The proposed auto industry rescue is phase I of part II of the big rip-off.

After years of letting the Bush administration to push through terrible legislation and start a war by using fear and forecasts of fictional dire consequences for not doing what he wanted, Congress did it again with the $700 billion financial services bailout.

After realizing that Treasure Secretary Henry Paulson and buddies from Goldman-Sachs didn’t really know what they were doing and weren’t doing what they said they would, Congress finally got smart: now our august representatives are going allow the auto industry to rip us off for much less.

At first.

The real bill will come later, after Congress has committed to paying it through this unscrutinized, details-later bad idea of a bailout.

Want to rescue the auto industry? The merits of that can be debated from here to Toyota. But it is just totally crazy to agree to a $35 billion bailout, with conditions the automakers must meet to come later, knowing that the $35 billion is just a down payment on an unquantified much, much larger amount that may not be enough to provide the salvation the auto executives seek anyway.

Bailout blues

It’s odd, isn’t it, how the bailout kept expanding — first the government was going to buy mortgage debt, now it is going to buy just about any distressed financial instrument — but the price tag never budged above that $700 billion. Somebody isn’t playing straight with us.
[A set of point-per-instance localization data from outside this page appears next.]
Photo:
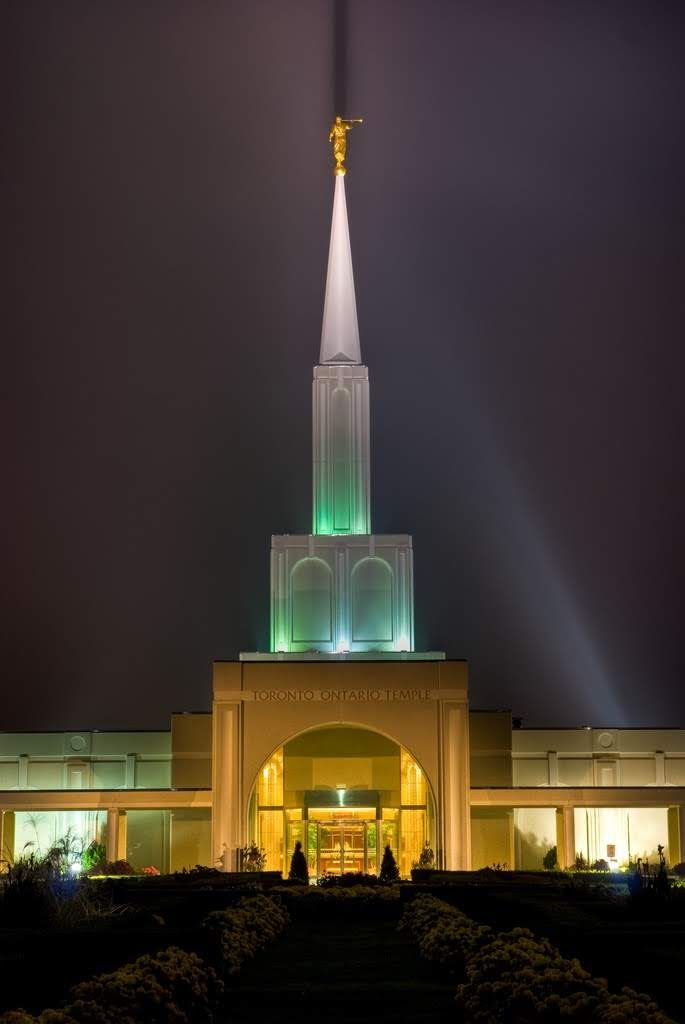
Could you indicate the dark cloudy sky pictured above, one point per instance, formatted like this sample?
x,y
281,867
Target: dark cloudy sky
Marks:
x,y
516,201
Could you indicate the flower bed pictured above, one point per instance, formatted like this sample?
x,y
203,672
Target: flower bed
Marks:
x,y
516,976
236,935
174,986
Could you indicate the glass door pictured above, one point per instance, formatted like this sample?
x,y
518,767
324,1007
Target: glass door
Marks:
x,y
353,846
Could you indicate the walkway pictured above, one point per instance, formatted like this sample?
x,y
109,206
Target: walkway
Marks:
x,y
341,969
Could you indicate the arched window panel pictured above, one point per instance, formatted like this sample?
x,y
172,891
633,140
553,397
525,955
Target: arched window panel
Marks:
x,y
372,602
311,601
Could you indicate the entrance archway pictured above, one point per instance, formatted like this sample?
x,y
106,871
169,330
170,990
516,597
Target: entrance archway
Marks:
x,y
344,792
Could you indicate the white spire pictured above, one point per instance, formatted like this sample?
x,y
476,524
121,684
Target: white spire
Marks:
x,y
340,334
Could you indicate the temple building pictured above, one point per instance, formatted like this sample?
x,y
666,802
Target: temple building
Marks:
x,y
342,735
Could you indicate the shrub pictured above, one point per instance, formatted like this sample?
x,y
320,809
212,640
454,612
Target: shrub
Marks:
x,y
174,986
298,865
236,935
29,893
443,934
112,867
92,856
551,860
389,870
515,976
346,880
426,858
253,858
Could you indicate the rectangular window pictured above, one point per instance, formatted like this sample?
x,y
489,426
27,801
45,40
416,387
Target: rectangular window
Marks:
x,y
270,838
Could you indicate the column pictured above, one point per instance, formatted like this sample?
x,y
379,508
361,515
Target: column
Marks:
x,y
122,846
565,837
226,798
7,841
456,784
675,816
113,835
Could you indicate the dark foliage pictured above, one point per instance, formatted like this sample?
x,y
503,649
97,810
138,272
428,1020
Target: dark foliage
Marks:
x,y
298,865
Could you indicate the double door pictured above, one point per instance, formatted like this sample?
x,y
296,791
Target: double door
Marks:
x,y
345,846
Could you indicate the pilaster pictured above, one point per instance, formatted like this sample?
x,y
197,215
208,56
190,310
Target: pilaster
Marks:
x,y
226,784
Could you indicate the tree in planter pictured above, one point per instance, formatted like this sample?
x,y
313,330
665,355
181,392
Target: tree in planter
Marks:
x,y
550,860
298,865
426,858
389,869
253,858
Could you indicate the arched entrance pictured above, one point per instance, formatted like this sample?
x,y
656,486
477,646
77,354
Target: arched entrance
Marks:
x,y
344,792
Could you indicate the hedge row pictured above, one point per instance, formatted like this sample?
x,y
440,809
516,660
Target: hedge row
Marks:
x,y
516,976
173,986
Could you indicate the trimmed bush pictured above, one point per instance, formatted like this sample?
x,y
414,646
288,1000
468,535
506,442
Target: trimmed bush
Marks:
x,y
515,976
236,935
174,986
298,865
389,870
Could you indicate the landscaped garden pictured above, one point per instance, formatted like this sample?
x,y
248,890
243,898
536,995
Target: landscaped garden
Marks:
x,y
202,945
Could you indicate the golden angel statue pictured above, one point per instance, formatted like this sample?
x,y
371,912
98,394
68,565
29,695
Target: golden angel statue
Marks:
x,y
338,136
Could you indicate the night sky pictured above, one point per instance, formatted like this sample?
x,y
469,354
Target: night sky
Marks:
x,y
517,212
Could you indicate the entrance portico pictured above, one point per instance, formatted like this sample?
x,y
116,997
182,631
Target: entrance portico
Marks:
x,y
416,708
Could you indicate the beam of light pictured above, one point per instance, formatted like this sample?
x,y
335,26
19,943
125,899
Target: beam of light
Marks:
x,y
548,609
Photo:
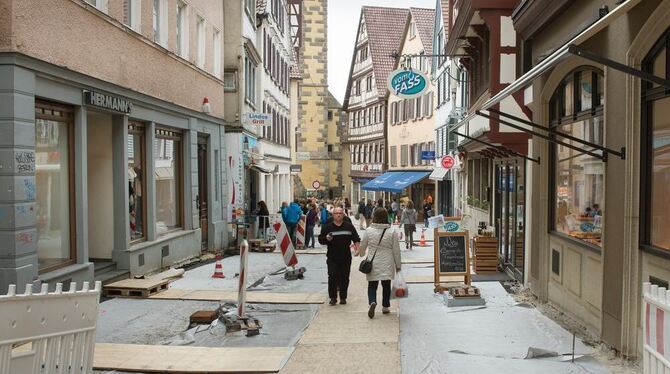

Now a deal is near (again) so our elected Congress people can come home and tell us what a good job they did on our behalf. The deal isn’t done, though. According to the New York Times:

Among the last sticking points was an unexpected and bitter fight over how to pay for any losses that taxpayers may experience after distressed debt has been purchased and resold.

Democrats had pushed for a fee on securities transactions, essentially a tax on financial firms, saying it was fitting that they contribute to the cost.

In the end, lawmakers and the administration opted to leave the decision to the next president, who must present a proposal to Congress to pay for any losses.

What a shameful cop-out.

Borrowing a bailout!!?

This is crazy — the Bush administration wants to borrow its way out of the financial mess it did so much to help create? No muss, no fuss — just put it on the balance sheet and pretend it’s not real, sort of like how the administration treats the cost of the Iraq war. No one has to sacrifice, not a single program gets cut. There’s just one little detail missing though — how does all that money get repaid?

Robert Preston, business editor of the BBC, puts the $700 billion Bush is seeking in start-up funds in perspective:

That $700bn is about 35 per cent more than the entire annual budget of the US defence department.

And to facilitate the funding, the statutory ceiling on US public debt is being raised from $10.6 trillion to $11.3 trillion a rise of 6.6 per cent – which puts this ceiling at around a fifth less than the entire annual output of the US economy.

Treasury Secretary Henry Paulson, formerly the hugely-compensated head of the Wall Street investment firm Goldman Sachs, would have enormous discretion in using this money under the plan, according to the New York Times.

The administration’s proposal, laid out in a three-page plan, would place no restrictions on the administration other than requiring semiannual reports to Congress, granting the Treasury secretary unprecedented power to buy and resell mortgage debt.

Didn’t we learn our lessons about giving Bush broad powers in the Iraq/torture/illegal spying scandals that sprang from the broad powers he was given and claimed after 9/11? Haven’t we seen enough cronyism and corruption in this administration to make sure there are plenty of safeguards in place in how this money gets distributed?

This proposal needs careful review, but it’s more likely that Congress will again abandon its oversight role. From the Times:

Congressional leaders are hoping to recess at the end of the week for the fall elections, after approving the bailout and a budget measure to keep the government running.

This financial mess isn’t going to be easy to deal with. Moving quickly and blindly isn’t going to make things better.